Let’s be clear about what the web looks like in 2026. AI is just the latest of many changes that have affected the way web content has been produced for decades. First it was monetization, then SEO content, algorithmic feeds, and now AI agents are simply automating the whole process. A typical user sees a bleak picture of the web today: Search results are increasingly AI-generated summaries that never link back to sources, social feeds are curated by algorithms designed to maximize engagement metrics, not inform people, and most of the content produced daily is unoriginal duplicates of stuff others have posted before, with the sole goal to make money through ads.
I can easily see a world where most of the online traffic is AI agents producing content that ends up being consumed by other AI agents, with no human in the loop. But what does it mean for digital preservation?
Archivists have always relied on proxies for cultural significance: citation counts, inbound links, traffic volume. Those signals are now being poisoned. When a web page receives 10,000 visits in a month, how many were humans? When an article gets linked across 50 other sites, how many of those sites were written by people? The metadata we use to decide what matters, what gets archived, and what gets prioritized is becoming unreliable in ways that will only get worse.
There is also a content provenance problem that will haunt future historians. The Wayback Machine and similar services crawl without filtering for authenticity. The web being archived today contains an unknown and growing percentage of AI-generated text, hallucinated statistics, and synthetic events. Someone researching the early 2020s fifty years from now will face a signal-to-noise problem unlike anything historians have previously had to manage.

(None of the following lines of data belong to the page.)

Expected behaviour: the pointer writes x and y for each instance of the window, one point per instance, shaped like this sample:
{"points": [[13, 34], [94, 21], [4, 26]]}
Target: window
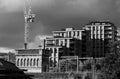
{"points": [[18, 62]]}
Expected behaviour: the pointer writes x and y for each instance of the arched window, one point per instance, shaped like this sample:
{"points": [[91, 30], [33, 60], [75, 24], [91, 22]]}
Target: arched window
{"points": [[21, 62], [18, 61], [37, 62], [28, 62], [31, 62], [34, 62], [24, 62]]}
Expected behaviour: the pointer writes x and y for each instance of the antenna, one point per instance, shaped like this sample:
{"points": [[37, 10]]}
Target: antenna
{"points": [[29, 18]]}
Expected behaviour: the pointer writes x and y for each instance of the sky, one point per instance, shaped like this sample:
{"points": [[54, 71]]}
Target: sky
{"points": [[51, 15]]}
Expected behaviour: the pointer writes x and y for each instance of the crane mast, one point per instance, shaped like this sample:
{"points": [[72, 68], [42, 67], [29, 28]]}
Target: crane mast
{"points": [[29, 18]]}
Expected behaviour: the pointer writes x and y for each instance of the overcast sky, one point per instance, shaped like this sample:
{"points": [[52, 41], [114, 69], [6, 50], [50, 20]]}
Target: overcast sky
{"points": [[52, 15]]}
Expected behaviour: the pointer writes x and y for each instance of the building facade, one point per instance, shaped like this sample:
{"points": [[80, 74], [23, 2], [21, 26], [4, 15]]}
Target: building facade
{"points": [[101, 34], [65, 42], [10, 57], [33, 60]]}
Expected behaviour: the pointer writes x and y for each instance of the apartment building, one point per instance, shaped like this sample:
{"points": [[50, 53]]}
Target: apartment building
{"points": [[65, 42], [100, 37]]}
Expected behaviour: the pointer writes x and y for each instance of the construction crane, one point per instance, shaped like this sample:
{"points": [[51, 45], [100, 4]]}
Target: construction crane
{"points": [[29, 18]]}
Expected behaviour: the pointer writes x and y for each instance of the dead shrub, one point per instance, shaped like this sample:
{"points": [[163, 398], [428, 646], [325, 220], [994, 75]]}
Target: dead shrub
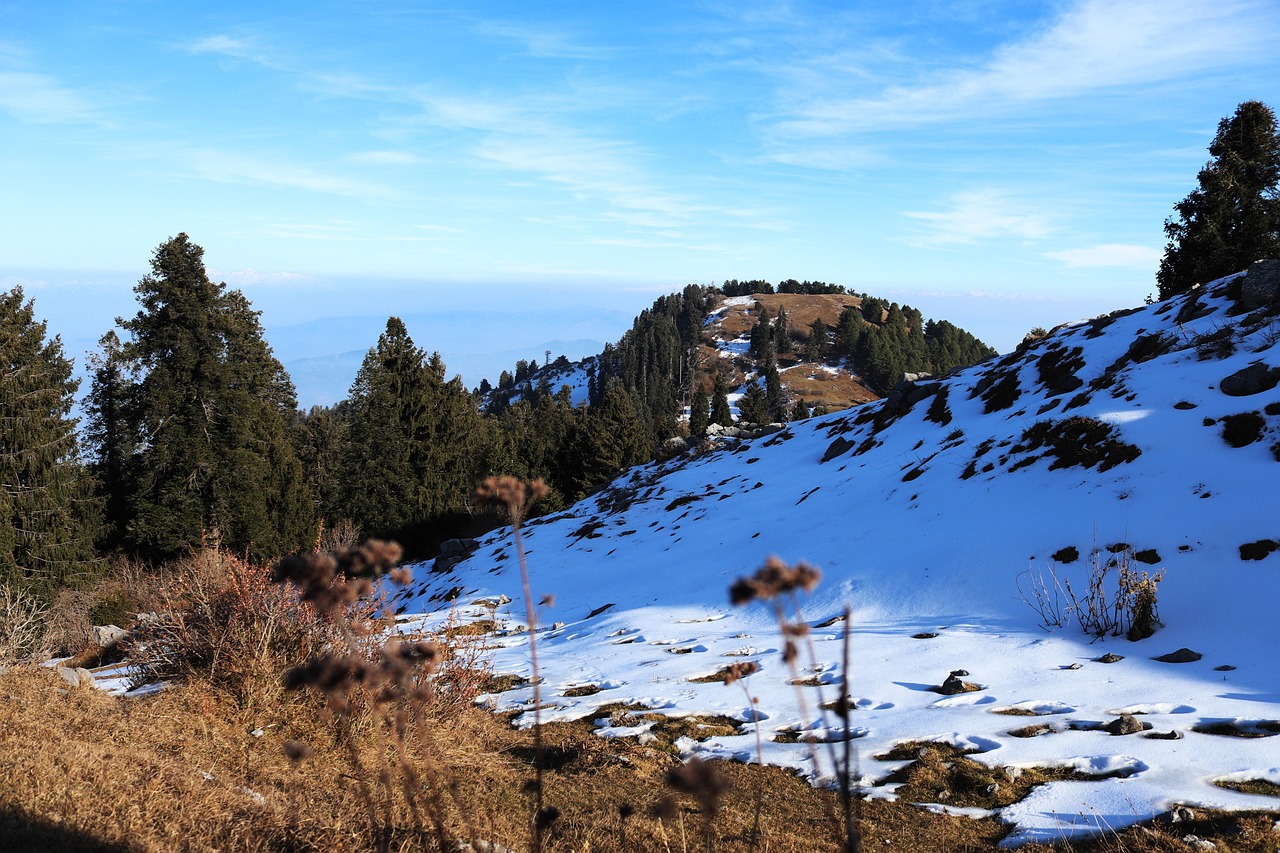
{"points": [[22, 624], [222, 619]]}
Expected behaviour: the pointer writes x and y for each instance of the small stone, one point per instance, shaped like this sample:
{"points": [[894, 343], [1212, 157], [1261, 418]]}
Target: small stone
{"points": [[1125, 724], [1182, 656], [1173, 734]]}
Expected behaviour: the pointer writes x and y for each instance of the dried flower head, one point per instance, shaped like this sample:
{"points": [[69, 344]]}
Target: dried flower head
{"points": [[740, 671], [700, 779], [775, 578]]}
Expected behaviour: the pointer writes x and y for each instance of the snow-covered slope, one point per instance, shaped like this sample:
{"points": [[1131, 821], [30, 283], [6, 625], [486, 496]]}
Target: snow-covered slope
{"points": [[923, 511]]}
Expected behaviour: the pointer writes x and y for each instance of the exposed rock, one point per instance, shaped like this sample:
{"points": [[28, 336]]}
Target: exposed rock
{"points": [[840, 446], [1125, 724], [1255, 379], [1182, 656], [671, 448], [106, 635], [954, 685], [1261, 284], [452, 552]]}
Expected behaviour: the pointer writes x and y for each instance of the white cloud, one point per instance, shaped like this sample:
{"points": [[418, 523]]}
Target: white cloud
{"points": [[236, 48], [1121, 255], [42, 100], [978, 215], [225, 167], [385, 158], [1093, 46]]}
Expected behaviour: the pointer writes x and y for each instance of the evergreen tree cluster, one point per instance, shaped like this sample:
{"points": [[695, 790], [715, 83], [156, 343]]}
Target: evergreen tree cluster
{"points": [[1233, 217]]}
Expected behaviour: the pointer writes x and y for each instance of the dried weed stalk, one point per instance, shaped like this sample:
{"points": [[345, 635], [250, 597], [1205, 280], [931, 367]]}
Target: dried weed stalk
{"points": [[778, 585]]}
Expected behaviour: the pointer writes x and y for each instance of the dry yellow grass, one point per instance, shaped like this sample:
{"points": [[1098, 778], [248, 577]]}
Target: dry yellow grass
{"points": [[184, 771]]}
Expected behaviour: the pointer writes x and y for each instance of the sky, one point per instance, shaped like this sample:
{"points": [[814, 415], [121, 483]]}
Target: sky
{"points": [[999, 164]]}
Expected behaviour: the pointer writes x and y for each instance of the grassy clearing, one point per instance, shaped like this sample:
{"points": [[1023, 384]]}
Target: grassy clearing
{"points": [[183, 770]]}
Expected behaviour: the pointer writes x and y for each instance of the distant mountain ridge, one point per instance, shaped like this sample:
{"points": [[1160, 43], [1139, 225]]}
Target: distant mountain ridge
{"points": [[1144, 441]]}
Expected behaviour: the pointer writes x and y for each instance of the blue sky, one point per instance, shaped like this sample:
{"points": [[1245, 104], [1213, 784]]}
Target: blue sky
{"points": [[1000, 164]]}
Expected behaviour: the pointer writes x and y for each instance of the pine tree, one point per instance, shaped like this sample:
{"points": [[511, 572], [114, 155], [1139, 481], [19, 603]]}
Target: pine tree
{"points": [[1233, 217], [752, 407], [416, 441], [46, 512], [721, 411], [698, 413], [109, 438], [210, 418]]}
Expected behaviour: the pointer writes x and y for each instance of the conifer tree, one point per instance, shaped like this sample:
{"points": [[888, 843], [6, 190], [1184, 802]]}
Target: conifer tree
{"points": [[210, 416], [698, 413], [1233, 217], [721, 411], [415, 439], [46, 512], [752, 407], [109, 438]]}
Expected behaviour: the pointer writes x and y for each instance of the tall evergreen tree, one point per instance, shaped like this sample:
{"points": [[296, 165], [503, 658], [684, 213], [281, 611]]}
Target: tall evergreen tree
{"points": [[698, 413], [109, 438], [1233, 217], [415, 441], [721, 411], [210, 416], [753, 407], [45, 493]]}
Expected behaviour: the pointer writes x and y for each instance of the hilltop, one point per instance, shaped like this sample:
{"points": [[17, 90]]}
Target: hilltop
{"points": [[1144, 441]]}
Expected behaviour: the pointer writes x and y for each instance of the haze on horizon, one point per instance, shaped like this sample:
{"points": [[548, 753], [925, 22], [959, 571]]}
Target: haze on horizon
{"points": [[999, 164]]}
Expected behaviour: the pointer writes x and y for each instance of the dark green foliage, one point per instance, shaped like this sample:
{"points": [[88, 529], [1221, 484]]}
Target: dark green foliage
{"points": [[210, 419], [321, 445], [1078, 441], [415, 441], [106, 429], [603, 441], [46, 512], [1233, 217], [753, 406], [699, 413], [721, 411], [1057, 368], [735, 287], [656, 360]]}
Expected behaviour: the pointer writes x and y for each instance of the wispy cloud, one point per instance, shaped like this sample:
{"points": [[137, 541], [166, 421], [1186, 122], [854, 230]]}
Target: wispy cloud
{"points": [[44, 100], [544, 41], [225, 167], [385, 158], [1092, 46], [247, 49], [1116, 255], [976, 217]]}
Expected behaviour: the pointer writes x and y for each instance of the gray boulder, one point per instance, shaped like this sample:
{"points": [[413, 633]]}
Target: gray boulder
{"points": [[1261, 284], [1255, 379]]}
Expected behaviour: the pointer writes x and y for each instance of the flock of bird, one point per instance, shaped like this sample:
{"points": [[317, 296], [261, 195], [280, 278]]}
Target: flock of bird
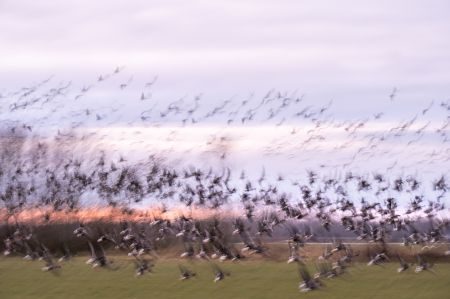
{"points": [[42, 107], [266, 212], [370, 207]]}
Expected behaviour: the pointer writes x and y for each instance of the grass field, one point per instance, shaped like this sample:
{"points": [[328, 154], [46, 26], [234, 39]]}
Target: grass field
{"points": [[251, 279]]}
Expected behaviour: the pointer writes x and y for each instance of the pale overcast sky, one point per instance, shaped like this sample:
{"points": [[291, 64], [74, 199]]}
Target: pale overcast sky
{"points": [[352, 52]]}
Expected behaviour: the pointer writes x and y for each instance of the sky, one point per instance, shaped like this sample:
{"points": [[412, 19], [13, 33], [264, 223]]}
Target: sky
{"points": [[353, 54]]}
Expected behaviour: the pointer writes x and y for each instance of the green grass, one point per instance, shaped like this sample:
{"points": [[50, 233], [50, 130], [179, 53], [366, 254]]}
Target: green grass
{"points": [[251, 279]]}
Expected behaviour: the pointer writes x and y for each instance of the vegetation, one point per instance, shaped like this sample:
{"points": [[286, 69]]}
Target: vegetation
{"points": [[250, 279]]}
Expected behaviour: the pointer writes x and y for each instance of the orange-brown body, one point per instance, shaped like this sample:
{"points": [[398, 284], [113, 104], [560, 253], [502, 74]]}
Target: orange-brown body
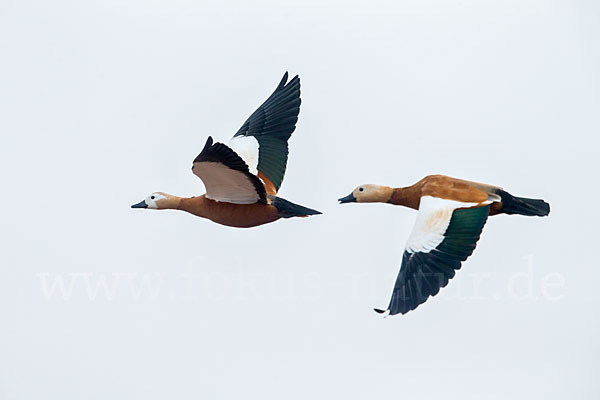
{"points": [[445, 187], [235, 215]]}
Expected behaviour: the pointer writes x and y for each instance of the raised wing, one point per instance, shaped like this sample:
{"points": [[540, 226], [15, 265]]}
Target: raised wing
{"points": [[226, 176], [445, 234], [262, 141]]}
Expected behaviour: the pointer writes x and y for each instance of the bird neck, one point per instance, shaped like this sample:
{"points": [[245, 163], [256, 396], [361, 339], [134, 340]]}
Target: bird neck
{"points": [[409, 196]]}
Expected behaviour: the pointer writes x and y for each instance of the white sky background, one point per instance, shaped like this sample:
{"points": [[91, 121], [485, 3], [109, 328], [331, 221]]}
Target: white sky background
{"points": [[103, 102]]}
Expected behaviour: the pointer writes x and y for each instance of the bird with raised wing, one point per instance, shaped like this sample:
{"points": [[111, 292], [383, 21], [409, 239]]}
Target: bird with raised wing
{"points": [[451, 216], [242, 178]]}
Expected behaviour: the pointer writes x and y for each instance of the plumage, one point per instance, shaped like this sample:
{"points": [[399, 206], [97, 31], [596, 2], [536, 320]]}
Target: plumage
{"points": [[451, 217], [242, 179]]}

Then there is the economic collapse of human content creation. If your articles are ingested by AI crawlers rather than read by paying humans, the referral traffic disappears. Ad revenue collapses. Writers, journalists, and independent researchers stop producing. The archive of genuine human cultural output may have a surprisingly sharp inflection point somewhere in the late 2020s, after which the record becomes dominated by synthetic content. That is a preservation crisis happening in slow motion.
Finally, there is the walled garden problem, where sites are being assaulted by AI crawlers more than ever before, often with no respect of robots.txt or other terms of service. Sites are responding by walling off behind paid accounts or Cloudflare challenges. Content disappearing behind authentication is content that archivists cannot reach. The Internet Archive spoke about this problem just a few weeks ago. The very tools that threaten creators are driving actual human content into places where preservation becomes impossible.
The bottom line is that the bots are not going away. Agent-to-agent traffic will continue to grow. The web will increasingly look like infrastructure rather than culture: APIs calling APIs, structured data flowing between systems, with human participation as a niche use case rather than the primary one. AI can be a wonderful tool, but when it's abused for greed and profit, it causes a lot of collateral problems. One result we've recently seen is the raise of The Small Web, something I've spoken about before and recommend you check out if you enjoy the old-style web environment.
I don't have a perfect solution, especially when it comes to preservation of online content. I think the community by and large has decided that AI content is for the most part not worth archiving, and focusing on high quality human content will become more of a challenge as time goes on. When it comes to the decisions to add archives to DataHoarding.org for example, I focus on what seems to have value, and that tends to be human focused collections.
The internet may increasingly be by machines, for machines, but I think it just means that curated human archives will become more worthwhile for future generations.